En termes clairs, allons-nous nous montrer indulgents pour les complices de Poutine, devenant ainsi nous-mêmes complices, même si c'est par inadvertance, ou allons-nous demander des comptes aux gens qui contreviennent aux droits de la personne, du moins aux termes de nos propres lois, en les laissant venir ici et blanchir ici leur argent sale? Comme Boris Nemtsov l'a dit ici même, dans les meilleurs termes qui soit, la loi visant à faire justice à Sergueï Magnitski est une loi pro-russe. C'est une loi faite au nom du peuple russe, mais elle tient les transgresseurs russes responsables.

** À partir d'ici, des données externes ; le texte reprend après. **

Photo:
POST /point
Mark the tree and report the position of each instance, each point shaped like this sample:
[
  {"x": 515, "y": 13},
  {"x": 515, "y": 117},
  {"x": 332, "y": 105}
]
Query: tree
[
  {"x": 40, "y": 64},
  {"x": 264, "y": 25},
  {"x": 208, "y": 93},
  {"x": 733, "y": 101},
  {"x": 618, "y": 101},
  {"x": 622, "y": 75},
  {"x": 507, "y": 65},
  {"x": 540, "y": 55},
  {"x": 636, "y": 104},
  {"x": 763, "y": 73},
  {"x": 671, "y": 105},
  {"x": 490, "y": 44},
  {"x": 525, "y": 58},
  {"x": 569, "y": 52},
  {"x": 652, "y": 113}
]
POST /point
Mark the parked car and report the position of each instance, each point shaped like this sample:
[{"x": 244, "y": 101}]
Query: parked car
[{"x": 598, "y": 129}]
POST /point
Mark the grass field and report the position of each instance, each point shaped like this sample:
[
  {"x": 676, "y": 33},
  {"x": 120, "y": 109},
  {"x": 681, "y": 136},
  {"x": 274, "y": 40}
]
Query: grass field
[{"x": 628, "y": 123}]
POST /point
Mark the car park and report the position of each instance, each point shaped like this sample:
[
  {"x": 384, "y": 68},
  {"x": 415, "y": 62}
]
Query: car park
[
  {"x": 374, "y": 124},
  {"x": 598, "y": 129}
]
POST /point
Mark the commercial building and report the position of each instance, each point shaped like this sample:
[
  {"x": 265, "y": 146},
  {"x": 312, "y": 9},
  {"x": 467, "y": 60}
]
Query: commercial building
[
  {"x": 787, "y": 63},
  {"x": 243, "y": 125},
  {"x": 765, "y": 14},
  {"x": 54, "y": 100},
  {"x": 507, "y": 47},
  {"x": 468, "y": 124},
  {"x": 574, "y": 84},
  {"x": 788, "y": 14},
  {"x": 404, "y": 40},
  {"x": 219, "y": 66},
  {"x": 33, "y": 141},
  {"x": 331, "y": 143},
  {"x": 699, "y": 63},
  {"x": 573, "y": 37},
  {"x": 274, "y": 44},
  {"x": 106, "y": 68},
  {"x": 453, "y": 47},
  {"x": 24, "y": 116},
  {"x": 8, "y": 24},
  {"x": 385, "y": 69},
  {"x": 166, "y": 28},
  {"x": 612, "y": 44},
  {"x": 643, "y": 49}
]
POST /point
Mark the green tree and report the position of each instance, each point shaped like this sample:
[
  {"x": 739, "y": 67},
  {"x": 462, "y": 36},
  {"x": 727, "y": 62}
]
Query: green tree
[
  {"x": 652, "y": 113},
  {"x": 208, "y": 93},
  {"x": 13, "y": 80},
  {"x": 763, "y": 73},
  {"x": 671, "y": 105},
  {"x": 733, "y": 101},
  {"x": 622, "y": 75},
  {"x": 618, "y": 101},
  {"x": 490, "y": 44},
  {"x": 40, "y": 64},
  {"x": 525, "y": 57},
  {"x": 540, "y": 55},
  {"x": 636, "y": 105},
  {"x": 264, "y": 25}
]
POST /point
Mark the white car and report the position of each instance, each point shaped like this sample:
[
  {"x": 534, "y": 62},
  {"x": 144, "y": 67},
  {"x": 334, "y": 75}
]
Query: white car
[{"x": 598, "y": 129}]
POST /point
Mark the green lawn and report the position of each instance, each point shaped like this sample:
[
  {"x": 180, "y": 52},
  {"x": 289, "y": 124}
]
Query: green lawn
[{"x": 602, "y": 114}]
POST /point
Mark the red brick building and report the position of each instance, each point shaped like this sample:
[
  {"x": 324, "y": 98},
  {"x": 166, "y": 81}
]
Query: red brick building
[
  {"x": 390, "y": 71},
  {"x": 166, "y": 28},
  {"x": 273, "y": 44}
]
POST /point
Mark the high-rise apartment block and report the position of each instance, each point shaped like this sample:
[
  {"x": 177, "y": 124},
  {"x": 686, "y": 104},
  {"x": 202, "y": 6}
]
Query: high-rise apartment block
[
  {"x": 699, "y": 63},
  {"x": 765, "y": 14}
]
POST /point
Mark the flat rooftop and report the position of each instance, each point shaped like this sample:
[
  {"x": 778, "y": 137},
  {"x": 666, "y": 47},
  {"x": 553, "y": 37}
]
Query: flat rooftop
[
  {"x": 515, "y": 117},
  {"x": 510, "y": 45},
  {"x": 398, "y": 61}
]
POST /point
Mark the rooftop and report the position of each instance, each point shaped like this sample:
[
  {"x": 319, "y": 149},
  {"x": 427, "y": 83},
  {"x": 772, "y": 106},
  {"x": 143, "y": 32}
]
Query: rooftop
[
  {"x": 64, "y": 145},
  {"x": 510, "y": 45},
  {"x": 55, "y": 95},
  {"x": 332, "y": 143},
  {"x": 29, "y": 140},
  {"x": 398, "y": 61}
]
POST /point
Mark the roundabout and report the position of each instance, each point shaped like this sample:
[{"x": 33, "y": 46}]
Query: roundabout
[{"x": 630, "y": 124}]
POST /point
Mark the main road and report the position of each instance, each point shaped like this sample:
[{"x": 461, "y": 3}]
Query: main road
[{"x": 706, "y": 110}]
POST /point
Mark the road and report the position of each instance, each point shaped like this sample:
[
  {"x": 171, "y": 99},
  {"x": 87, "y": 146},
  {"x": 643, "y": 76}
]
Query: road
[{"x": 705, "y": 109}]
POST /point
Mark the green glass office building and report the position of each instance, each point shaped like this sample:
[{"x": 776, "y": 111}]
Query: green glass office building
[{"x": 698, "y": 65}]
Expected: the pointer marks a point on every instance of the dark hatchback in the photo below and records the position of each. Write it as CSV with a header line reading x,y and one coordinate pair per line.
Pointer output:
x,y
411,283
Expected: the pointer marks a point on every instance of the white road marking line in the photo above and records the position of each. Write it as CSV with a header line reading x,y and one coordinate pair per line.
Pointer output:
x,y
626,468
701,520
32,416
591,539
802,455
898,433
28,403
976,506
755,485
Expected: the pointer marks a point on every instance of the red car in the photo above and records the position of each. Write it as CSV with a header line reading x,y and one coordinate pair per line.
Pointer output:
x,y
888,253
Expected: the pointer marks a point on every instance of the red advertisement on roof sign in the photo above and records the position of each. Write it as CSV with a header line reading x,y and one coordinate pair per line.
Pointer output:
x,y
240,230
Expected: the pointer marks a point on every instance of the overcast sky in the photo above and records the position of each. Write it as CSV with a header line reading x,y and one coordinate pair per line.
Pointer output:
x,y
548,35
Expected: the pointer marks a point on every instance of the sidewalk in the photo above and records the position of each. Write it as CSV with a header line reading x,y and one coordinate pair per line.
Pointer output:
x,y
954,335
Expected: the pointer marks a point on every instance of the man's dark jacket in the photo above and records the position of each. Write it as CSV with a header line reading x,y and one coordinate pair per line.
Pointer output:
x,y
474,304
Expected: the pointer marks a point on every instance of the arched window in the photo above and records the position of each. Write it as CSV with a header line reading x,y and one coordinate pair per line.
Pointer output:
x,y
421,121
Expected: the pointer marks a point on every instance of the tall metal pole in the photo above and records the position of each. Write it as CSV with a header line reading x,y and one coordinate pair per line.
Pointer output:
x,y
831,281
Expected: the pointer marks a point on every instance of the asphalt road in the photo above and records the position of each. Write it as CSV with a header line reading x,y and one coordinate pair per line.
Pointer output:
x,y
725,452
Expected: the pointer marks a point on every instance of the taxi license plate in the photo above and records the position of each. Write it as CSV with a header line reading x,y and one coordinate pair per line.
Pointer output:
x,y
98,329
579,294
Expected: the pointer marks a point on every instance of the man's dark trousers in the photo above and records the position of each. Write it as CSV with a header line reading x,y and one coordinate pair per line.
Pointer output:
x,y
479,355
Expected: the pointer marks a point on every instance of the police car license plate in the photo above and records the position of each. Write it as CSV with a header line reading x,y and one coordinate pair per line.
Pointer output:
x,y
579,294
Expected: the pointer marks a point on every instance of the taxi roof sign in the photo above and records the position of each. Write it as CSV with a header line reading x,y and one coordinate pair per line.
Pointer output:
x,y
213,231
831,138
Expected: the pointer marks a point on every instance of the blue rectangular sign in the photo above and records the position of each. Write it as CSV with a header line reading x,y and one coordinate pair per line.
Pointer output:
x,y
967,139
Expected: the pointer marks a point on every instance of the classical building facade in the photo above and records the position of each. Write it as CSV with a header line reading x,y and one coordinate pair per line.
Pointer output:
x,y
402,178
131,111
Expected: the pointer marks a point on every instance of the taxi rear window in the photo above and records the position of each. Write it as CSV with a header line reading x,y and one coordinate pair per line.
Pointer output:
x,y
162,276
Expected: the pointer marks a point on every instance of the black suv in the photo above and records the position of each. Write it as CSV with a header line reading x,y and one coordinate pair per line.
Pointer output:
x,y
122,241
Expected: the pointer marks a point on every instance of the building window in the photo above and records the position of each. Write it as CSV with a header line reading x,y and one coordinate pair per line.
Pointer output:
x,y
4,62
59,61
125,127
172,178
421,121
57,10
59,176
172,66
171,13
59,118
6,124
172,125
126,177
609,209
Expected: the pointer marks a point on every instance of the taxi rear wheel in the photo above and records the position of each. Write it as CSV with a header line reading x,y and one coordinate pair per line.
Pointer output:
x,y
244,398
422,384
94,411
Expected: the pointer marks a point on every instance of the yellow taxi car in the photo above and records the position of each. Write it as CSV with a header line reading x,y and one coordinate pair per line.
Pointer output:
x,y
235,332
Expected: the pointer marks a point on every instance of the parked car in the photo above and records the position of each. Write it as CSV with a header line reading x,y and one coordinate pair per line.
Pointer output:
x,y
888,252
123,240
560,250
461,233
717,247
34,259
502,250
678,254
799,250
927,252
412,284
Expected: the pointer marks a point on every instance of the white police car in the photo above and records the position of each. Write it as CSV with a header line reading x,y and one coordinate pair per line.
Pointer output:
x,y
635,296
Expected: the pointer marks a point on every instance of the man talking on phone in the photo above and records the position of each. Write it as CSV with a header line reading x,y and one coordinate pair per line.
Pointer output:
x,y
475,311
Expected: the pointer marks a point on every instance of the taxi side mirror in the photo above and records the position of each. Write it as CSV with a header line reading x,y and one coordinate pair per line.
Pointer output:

Merci, monsieur Cotler et monsieur Kent.
Nous allons maintenant donner la parole à M. Miller pour six minutes, s'il vous plaît.
Merci à vous deux. C'est extraordinaire d'avoir devant nous les plus grands défenseurs des droits de la personne du Canada, ainsi que le meilleur joueur d'échecs du monde. C'est véritablement un honneur de pouvoir vous poser des questions au sujet de ce dossier extrêmement complexe et des lois que nous étudions.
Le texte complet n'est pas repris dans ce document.